Objective: In vitro peripheral blood mononuclear cells (PBMCs) of HIV-infected subjects show defective immune responses including impaired proliferative responses after stimulation with antigens and mitogens. The cytokine interferon-gamma, which seems to play an important role in HIV infection, induces neopterin formation and in parallel also tryptophan degradation by the enzyme indoleamine 2,3-dioxygenase.
Design: : In this study, interferon-gamma-mediated pathways were examined in the plasma of patients and evaluated for associations with the proliferative responses of PBMC to mitogens in vitro.

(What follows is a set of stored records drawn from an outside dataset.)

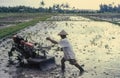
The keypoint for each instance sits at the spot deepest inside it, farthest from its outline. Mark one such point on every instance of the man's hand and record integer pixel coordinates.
(48, 38)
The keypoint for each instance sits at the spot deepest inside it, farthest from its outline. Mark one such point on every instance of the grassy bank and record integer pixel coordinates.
(12, 29)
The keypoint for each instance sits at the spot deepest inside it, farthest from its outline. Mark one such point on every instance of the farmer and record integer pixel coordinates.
(68, 52)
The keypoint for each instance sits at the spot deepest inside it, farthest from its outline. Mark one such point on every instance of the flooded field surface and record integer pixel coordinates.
(96, 45)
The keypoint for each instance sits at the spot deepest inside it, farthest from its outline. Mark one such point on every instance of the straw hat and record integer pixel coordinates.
(63, 33)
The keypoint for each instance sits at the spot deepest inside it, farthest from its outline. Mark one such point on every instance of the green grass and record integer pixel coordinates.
(12, 29)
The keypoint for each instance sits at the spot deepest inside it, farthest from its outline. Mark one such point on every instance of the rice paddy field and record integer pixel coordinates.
(95, 44)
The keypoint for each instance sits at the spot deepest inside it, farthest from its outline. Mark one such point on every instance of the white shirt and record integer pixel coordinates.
(67, 49)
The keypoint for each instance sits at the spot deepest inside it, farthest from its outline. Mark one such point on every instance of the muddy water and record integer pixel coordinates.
(96, 45)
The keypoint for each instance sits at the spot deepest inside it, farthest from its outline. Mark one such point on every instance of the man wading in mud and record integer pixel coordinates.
(68, 52)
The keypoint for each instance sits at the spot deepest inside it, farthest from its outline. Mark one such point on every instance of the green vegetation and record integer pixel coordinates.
(12, 29)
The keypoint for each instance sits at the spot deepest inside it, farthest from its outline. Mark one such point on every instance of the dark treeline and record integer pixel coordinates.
(59, 8)
(109, 8)
(54, 9)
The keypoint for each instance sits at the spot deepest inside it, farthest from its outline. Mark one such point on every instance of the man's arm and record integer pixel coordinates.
(53, 41)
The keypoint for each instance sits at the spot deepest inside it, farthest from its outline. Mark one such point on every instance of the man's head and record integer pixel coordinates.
(63, 34)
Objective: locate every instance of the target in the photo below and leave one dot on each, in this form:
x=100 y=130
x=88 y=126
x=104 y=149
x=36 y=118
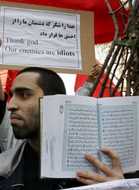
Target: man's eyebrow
x=21 y=89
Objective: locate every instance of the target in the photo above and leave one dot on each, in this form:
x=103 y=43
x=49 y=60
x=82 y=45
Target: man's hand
x=113 y=173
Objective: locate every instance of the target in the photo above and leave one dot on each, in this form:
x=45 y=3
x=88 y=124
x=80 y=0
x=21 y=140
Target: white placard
x=39 y=38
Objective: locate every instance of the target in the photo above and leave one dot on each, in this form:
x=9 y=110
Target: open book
x=123 y=184
x=74 y=125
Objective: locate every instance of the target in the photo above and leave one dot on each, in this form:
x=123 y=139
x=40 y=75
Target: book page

Methods: To assess the actual status of immune system activation in patients, plasma concentrations of interferon-gamma, neopterin, tryptophan, and kynurenine were measured by enzyme-linked immunosorbent assay or by high-performance liquid chromatography; the ratio of kynurenine to tryptophan was calculated. Viral load, CD4 counts, and the in vivo immune activation status were compared with the in vitro responses of PBMC isolated from the same patients. PBMCs were stimulated with the mitogens concanavalin A, phytohemagglutinin, and pokeweed mitogen, and their proliferation was assessed by H-thymidine incorporation.
Results: The in vitro proliferative capacity of PBMC was associated with viral load, CD4 counts, and also tryptophan degradation. Particularly, high neopterin concentrations were observed to be the best predictor of impaired proliferative response in logistic regression analysis.
Conclusions: The higher the degree of immune activation in vivo, the lower is the proliferative capacity of PBMC in vitro.